Floor exercises — supine leg raises, gentle yoga, resistance band work lying down. These can be useful on days when even the bike feels like too much.
My current approach
My protocol is conservative, adjusted repeatedly after learning the hard way that the safe limit is lower than it feels in the moment.
Current routine (on days when baseline is stable):
- 10–15 minutes recumbent bike at low resistance, heart rate staying below 110 bpm
- Followed by 5 minutes lying still before getting up
- No escalation if symptoms are elevated that day
I track resting heart rate and HRV on waking — see what I’m tracking and why for the full approach. If my resting HR is more than 5 bpm above my rolling average, or HRV is significantly suppressed, I skip or reduce. These are the most reliable indicators I have of whether my system is coping.
I don’t escalate week on week the way the Levine protocol suggests. I’ve found that stable tolerance at a given level is worth more than progressive increases that lead to crashes. Progress is slow — I’m not going to regain normal fitness on this timeline. The goal is to maintain what I have and avoid deconditioning, not to improve performance.
What to avoid
Upright cardio (running, walking briskly, standing cycling) triggers orthostatic tachycardia on top of exercise demand. Even at low intensity, 20 minutes of brisk walking can send heart rate to 140–150 bpm and trigger post-activity fatigue. This doesn’t mean never walking, but it means not using walking as your primary exercise modality.
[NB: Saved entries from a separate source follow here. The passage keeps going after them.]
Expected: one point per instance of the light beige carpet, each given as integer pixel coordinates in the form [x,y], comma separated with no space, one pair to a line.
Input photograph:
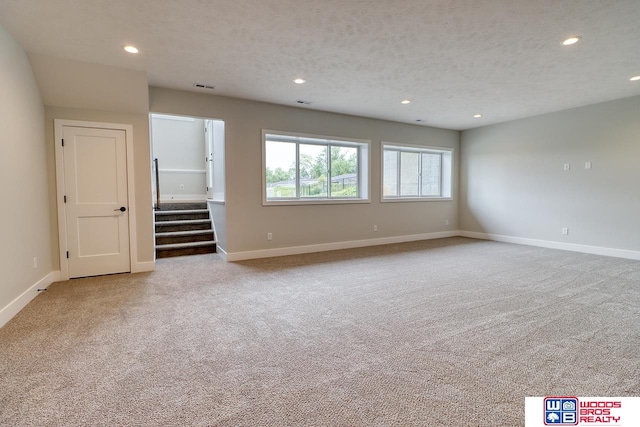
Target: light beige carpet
[451,332]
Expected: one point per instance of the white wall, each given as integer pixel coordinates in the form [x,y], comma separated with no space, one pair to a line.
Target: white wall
[179,145]
[513,182]
[247,221]
[24,215]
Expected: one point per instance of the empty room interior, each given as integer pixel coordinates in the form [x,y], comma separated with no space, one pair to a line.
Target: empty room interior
[284,213]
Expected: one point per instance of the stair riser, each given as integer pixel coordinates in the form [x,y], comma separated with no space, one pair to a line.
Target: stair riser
[181,206]
[164,228]
[166,240]
[182,217]
[166,253]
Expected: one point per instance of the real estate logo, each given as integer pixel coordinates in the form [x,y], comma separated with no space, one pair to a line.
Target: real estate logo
[561,411]
[582,411]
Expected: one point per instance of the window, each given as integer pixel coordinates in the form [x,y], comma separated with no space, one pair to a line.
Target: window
[415,173]
[300,169]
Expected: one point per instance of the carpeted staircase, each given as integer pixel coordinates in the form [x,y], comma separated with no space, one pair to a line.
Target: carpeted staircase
[183,229]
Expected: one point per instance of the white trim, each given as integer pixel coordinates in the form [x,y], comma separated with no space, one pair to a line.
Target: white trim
[62,225]
[11,309]
[574,247]
[323,247]
[172,117]
[186,171]
[446,172]
[223,254]
[143,267]
[364,156]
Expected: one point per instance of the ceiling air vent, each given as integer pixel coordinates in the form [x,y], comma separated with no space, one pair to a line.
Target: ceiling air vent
[204,86]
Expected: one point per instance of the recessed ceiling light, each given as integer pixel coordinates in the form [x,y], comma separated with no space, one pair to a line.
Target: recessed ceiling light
[571,40]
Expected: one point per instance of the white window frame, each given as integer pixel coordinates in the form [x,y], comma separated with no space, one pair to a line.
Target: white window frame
[446,171]
[364,161]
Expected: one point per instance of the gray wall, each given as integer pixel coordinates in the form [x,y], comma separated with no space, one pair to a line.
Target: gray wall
[512,181]
[24,217]
[247,221]
[75,90]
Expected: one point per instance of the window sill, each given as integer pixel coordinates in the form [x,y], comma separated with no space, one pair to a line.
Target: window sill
[314,202]
[417,199]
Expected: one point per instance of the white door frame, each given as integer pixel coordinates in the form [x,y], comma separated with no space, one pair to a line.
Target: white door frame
[60,190]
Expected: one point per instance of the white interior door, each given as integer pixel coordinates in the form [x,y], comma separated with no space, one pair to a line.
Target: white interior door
[97,215]
[208,156]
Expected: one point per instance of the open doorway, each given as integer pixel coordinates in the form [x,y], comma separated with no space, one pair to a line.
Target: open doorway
[188,170]
[188,155]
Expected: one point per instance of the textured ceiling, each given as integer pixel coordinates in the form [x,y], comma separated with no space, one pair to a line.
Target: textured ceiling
[451,58]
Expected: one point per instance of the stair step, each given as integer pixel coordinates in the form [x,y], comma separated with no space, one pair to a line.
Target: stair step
[183,233]
[197,250]
[183,222]
[181,206]
[183,212]
[186,245]
[179,237]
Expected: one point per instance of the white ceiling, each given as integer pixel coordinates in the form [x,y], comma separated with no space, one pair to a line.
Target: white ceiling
[451,58]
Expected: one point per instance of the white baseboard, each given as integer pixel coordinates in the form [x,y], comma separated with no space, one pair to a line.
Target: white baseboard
[220,251]
[296,250]
[595,250]
[11,309]
[141,267]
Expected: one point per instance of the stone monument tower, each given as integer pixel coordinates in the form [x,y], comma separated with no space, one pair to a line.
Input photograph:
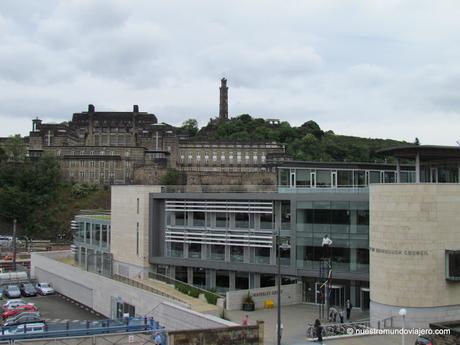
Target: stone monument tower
[223,104]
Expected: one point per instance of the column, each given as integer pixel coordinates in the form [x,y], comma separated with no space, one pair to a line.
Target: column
[190,275]
[231,278]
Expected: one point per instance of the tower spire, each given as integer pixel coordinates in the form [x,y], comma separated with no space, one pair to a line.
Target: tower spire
[223,104]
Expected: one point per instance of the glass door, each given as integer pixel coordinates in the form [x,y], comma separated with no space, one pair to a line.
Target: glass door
[334,179]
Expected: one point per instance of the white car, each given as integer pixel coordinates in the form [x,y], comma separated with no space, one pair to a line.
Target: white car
[44,289]
[13,303]
[30,328]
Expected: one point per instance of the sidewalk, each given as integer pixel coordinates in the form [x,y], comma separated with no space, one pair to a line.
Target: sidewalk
[195,303]
[294,319]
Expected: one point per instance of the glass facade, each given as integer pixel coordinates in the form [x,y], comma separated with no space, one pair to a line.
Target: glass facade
[92,242]
[346,223]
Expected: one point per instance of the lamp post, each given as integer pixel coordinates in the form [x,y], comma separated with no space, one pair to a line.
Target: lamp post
[402,313]
[279,246]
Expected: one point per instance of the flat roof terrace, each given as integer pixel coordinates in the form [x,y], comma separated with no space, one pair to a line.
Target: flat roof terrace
[433,164]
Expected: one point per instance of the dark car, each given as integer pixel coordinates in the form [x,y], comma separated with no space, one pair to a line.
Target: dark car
[423,340]
[27,289]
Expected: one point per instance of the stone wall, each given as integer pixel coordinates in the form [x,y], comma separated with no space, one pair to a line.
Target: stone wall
[411,227]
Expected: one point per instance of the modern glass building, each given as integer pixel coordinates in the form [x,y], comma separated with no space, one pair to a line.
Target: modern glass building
[227,240]
[92,242]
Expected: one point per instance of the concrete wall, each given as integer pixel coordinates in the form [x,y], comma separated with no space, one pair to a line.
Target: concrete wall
[290,294]
[179,318]
[99,292]
[411,226]
[125,217]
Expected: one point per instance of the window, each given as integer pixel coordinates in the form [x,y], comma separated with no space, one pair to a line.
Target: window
[221,220]
[236,254]
[262,255]
[217,252]
[180,218]
[241,220]
[137,238]
[453,264]
[198,219]
[266,221]
[194,250]
[302,178]
[177,249]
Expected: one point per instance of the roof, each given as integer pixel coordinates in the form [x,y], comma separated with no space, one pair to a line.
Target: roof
[426,152]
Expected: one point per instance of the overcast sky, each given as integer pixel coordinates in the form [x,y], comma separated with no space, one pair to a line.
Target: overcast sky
[386,68]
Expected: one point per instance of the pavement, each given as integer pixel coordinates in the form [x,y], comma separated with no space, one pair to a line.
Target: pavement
[196,304]
[295,319]
[56,308]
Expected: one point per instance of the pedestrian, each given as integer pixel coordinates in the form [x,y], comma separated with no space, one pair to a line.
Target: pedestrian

Hot environments — heat causes vasodilation and worsens blood pooling. Exercise in a cool room, not a warm one. Avoid hot showers immediately after exercise.
High-intensity intervals — the evidence for HIIT in POTS is not established, and the crash risk in post-viral conditions is too high to justify it.
Exercising through symptoms — if you feel unwell during exercise, stopping is the right call. The “push through” instinct that works for healthy deconditioning does not apply here.
Managing expectations
Recumbent exercise helps but it is not a cure. I have good weeks and bad weeks. The exercise is part of a management strategy that includes salt, fluid, compression, and symptom monitoring — not a standalone intervention.
The goal is to maintain cardiovascular fitness and muscle tone, reduce deconditioning, and give the autonomic nervous system regular low-level stimulation in a context where it’s not being overtaxed. Over time, many people with POTS see genuine improvements from consistent recumbent exercise. For those with significant post-viral fatigue, the goals are more modest: functional maintenance and avoiding the spiral of inactivity that can make everything worse.
References
Levine BD, Bhella PS, Hastings JL, et al. Effect of endurance exercise training on heart rate variability and heart rate recovery in patients with postural tachycardia syndrome. Circulation. 2015;132(10):916–925.
Fu Q, VanGundy TB, Galbreath MM, et al. Cardiac origins of the postural orthostatic tachycardia syndrome. J Am Coll Cardiol. 2010;55(25):2858–2868.
Davenport TE, Stevens SR, VanNess MJ, et al. Conceptual model for physical therapist management of chronic fatigue syndrome/myalgic encephalomyelitis. Phys Ther. 2010;90(4):602–614.